30 252 Toekomstvisie agrarische sector

35 334 Problematiek rondom stikstof en PFAS

Nr. 171 BRIEF VAN DE MINISTER VAN LANDBOUW, VISSERIJ, VOEDSELZEKERHEID EN NATUUR

Aan de Voorzitter van de Tweede Kamer der Staten-Generaal

Den Haag, 2 september 2024

In de zomer van 2023 is, naar aanleiding van het advies van de heer Remkes, de aanpak piekbelasting van start gegaan. Veehouders die vallen onder de aanpak piekbelasting worden in de gelegenheid gesteld om hun stikstofdepositie op kwetsbare Natura 2000-gebieden te verlagen. Deelname aan de aanpak is volledig vrijwillig. Dit kan door (een combinatie van) innoveren, extensiveren, omschakelen, verplaatsen of beëindiging: het zogenoemde «trappetje van Remkes». De overheid faciliteert hierbij door subsidieregelingen en biedt persoonlijke ondersteuning bij ingrijpende keuzes die boeren maken door zaakbegeleiders aan te bieden. Met deze brief wil ik u melden dat ik op korte termijn ook voor de ontwikkelrichtingen verplaatsen en innoveren twee subsidieregelingen zal openstellen: de «Landelijke verplaatsingsregeling voor veehouderijen met piekbelasting» (Lvvp) en een specifieke openstelling voor bedrijven met piekbelasting van de regeling «Subsidiemodules brongerichte verduurzaming stal- en managementmaatregelen» (Sbv). Bovendien heeft de Europese Commissie onlangs de Lbv-kleinere sectoren goedgekeurd, dat betekent dat ik de publicatie en openstelling nu voor ga bereiden. Met de Lbv-kleinere sectoren kunnen ook ondernemers met geiten, vleeseenden, konijnen, vleeskalveren en overig rundvee onder de voorwaarden van de Lbv en de Lbv-plus subsidie verkrijgen voor het vrijwillig beëindigen van hun veehouderijlocatie.
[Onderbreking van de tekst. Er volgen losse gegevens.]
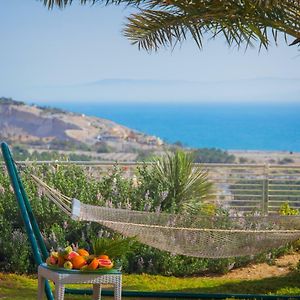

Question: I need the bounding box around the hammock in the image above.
[30,174,300,258]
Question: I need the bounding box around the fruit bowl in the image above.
[45,246,116,272]
[43,263,121,274]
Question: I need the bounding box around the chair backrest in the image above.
[1,142,54,300]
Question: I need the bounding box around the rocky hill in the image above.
[0,97,164,159]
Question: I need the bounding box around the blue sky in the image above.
[0,0,299,103]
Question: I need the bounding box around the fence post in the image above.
[262,164,269,215]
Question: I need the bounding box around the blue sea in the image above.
[44,102,300,151]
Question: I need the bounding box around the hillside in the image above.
[1,97,299,164]
[0,97,164,160]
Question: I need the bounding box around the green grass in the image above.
[1,272,300,300]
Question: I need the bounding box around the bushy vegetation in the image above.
[278,157,295,165]
[0,155,213,275]
[0,144,94,161]
[193,148,235,163]
[279,202,299,216]
[0,151,295,276]
[0,97,25,106]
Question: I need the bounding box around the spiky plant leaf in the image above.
[92,236,137,259]
[152,150,213,213]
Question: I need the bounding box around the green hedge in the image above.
[0,163,293,275]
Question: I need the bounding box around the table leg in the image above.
[54,283,65,300]
[37,274,45,300]
[93,284,101,300]
[114,278,122,300]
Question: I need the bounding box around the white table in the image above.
[38,263,122,300]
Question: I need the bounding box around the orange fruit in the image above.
[77,249,89,257]
[71,255,87,269]
[87,258,99,270]
[99,254,109,260]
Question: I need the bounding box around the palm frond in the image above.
[92,236,136,259]
[41,0,300,50]
[124,10,189,50]
[124,0,300,51]
[41,0,147,9]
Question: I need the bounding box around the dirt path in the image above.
[221,253,300,280]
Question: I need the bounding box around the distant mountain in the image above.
[13,77,300,103]
[0,97,164,154]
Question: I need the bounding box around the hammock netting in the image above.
[31,174,300,259]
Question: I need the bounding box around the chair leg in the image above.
[37,274,45,300]
[54,283,65,300]
[92,284,101,300]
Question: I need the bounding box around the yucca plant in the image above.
[152,150,213,213]
[41,0,300,51]
[92,236,137,260]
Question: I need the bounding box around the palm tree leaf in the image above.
[40,0,300,50]
[124,1,300,51]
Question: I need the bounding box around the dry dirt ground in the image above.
[221,253,300,280]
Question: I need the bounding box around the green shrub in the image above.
[279,202,299,216]
[0,227,31,273]
[0,162,293,276]
[193,148,235,163]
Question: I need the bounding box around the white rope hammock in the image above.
[30,174,300,258]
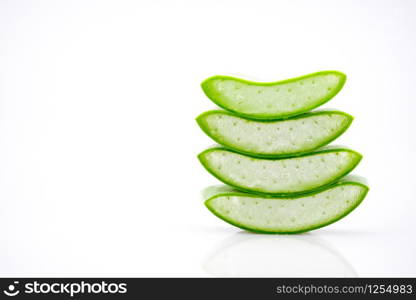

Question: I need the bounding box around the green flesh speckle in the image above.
[198,147,362,195]
[204,181,368,233]
[201,71,346,120]
[196,110,353,157]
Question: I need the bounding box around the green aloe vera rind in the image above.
[198,147,362,196]
[196,110,353,158]
[203,180,369,234]
[201,71,346,120]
Met deze brief informeer ik u over de hoofdlijnen van beide regelingen. Beide regelingen zijn vandaag gepubliceerd. De feitelijke openstellingen volgen dan later in het jaar, maar met de publicatie worden de voorwaarden kenbaar en kunnen ondernemers zich voorbereiden op eventuele, vrijwillige deelname. Over de Lbv-kleinere sectoren zal ik de Kamer zo spoedig mogelijk nader informeren.
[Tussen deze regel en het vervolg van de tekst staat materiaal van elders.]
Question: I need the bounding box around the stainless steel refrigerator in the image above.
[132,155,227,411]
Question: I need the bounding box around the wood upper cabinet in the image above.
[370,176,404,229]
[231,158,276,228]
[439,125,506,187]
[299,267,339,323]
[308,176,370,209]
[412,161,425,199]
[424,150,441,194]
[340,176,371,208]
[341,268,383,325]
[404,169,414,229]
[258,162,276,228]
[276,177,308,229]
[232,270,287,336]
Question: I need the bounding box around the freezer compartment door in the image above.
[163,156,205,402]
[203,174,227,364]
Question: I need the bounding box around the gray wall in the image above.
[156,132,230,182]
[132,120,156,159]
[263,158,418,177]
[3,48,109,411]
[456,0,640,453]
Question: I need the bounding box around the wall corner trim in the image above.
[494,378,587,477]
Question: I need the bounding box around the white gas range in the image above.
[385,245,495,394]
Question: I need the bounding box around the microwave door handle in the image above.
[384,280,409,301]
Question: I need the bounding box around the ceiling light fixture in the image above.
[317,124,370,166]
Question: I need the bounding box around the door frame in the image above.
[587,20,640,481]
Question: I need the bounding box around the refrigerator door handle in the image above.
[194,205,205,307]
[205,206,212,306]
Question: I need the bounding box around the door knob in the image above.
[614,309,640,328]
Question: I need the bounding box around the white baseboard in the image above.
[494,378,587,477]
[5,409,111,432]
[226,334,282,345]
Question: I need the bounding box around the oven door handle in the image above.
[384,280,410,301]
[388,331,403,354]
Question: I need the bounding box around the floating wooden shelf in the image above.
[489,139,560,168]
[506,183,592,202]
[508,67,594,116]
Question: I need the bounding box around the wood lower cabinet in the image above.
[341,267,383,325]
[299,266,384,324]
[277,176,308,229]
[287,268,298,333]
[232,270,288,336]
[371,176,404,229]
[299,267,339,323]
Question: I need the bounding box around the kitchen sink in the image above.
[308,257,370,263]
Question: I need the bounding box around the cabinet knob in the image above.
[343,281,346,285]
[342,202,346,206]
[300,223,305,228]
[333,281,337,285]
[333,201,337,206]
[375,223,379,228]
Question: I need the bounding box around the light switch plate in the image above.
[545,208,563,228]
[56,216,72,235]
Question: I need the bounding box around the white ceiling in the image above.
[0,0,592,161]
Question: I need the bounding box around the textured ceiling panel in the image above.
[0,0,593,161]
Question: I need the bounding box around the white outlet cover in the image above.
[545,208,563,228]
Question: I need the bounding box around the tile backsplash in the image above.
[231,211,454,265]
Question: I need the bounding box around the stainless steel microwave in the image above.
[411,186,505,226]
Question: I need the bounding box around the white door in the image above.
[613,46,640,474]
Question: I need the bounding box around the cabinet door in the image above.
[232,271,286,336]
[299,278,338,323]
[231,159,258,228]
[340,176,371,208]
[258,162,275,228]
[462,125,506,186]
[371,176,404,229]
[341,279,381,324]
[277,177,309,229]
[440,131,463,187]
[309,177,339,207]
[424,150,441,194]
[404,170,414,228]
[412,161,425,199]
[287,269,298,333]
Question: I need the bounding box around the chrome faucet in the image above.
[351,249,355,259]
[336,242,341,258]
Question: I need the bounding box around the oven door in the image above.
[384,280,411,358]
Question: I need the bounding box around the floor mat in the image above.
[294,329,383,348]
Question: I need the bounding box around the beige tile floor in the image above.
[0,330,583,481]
Landelijke verplaatsingsregeling voor veehouderijen met piekbelasting

Zoals eerder aan de Kamer gemeld (Kamerstuk 30 252, nr. 149) wil ik met de verplaatsingsregeling financiële ondersteuning bieden voor vrijwillige verplaatsing van veehouderijen met piekbelasting naar een locatie waar de onderneming geen piekbelasting veroorzaakt op kwetsbare Natura 2000-gebieden.
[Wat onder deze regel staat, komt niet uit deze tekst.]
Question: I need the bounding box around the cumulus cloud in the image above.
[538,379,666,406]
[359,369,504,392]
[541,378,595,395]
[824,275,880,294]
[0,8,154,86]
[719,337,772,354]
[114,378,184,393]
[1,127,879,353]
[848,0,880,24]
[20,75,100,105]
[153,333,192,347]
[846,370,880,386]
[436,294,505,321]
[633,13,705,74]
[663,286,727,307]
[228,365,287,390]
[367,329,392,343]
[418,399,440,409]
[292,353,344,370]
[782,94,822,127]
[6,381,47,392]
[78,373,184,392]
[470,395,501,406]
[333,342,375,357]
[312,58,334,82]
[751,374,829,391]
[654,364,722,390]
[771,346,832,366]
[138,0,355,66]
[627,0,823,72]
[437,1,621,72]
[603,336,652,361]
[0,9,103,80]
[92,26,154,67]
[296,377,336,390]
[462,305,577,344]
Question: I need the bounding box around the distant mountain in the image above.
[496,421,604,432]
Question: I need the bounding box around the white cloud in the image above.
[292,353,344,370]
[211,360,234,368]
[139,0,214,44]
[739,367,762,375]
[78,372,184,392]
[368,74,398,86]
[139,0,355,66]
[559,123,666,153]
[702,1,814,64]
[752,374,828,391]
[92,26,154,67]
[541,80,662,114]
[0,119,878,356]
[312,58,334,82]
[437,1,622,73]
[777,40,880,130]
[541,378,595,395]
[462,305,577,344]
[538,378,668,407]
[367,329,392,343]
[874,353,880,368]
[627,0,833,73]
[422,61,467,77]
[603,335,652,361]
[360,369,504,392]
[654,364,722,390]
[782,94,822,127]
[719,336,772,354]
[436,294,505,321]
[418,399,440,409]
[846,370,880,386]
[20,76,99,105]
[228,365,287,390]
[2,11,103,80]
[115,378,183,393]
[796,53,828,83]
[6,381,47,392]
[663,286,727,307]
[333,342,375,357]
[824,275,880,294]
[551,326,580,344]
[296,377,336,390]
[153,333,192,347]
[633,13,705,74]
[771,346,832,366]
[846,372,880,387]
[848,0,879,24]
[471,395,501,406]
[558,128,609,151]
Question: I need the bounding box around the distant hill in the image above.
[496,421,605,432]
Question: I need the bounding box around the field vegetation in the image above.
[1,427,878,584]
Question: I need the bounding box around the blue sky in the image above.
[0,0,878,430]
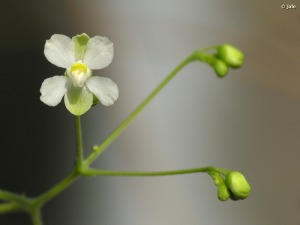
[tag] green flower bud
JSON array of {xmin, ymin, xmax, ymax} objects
[
  {"xmin": 208, "ymin": 172, "xmax": 230, "ymax": 201},
  {"xmin": 217, "ymin": 44, "xmax": 244, "ymax": 68},
  {"xmin": 217, "ymin": 183, "xmax": 230, "ymax": 201},
  {"xmin": 225, "ymin": 171, "xmax": 250, "ymax": 199},
  {"xmin": 212, "ymin": 59, "xmax": 228, "ymax": 77}
]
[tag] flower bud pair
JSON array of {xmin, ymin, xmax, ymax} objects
[
  {"xmin": 216, "ymin": 44, "xmax": 244, "ymax": 68},
  {"xmin": 213, "ymin": 44, "xmax": 244, "ymax": 77},
  {"xmin": 209, "ymin": 172, "xmax": 230, "ymax": 201},
  {"xmin": 209, "ymin": 170, "xmax": 250, "ymax": 201}
]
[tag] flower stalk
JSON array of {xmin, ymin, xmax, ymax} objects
[
  {"xmin": 74, "ymin": 116, "xmax": 84, "ymax": 167},
  {"xmin": 81, "ymin": 166, "xmax": 219, "ymax": 177}
]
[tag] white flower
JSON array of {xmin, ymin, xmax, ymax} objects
[{"xmin": 40, "ymin": 33, "xmax": 119, "ymax": 115}]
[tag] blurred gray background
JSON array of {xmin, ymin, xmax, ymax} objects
[{"xmin": 1, "ymin": 0, "xmax": 300, "ymax": 224}]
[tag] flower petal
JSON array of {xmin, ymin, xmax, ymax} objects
[
  {"xmin": 40, "ymin": 76, "xmax": 71, "ymax": 106},
  {"xmin": 83, "ymin": 36, "xmax": 114, "ymax": 70},
  {"xmin": 86, "ymin": 76, "xmax": 119, "ymax": 106},
  {"xmin": 64, "ymin": 86, "xmax": 93, "ymax": 115},
  {"xmin": 44, "ymin": 34, "xmax": 75, "ymax": 68}
]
Bedrijfsverplaatsing is in zichzelf een complex proces met ingrijpende gevolgen voor de ondernemer, het gezin en de omgeving. Bedrijfsverplaatsing vraagt bovendien de volle medewerking van de bevoegde gezagen op zowel de te verlaten locatie als de locatie waar de onderneming naartoe verhuist, de hervestigingslocatie. Mede vanwege de complexiteit van het proces bestaat deze regeling uit twee subsidiemodules: de eerste module «haalbaarheidsonderzoek bedrijfsverplaatsing» en de tweede module «uitvoering bedrijfsverplaatsing». Een veehouder kan subsidie aanvragen voor zowel de eerste subsidiemodule als de tweede subsidiemodule, of alleen voor één van beide modules.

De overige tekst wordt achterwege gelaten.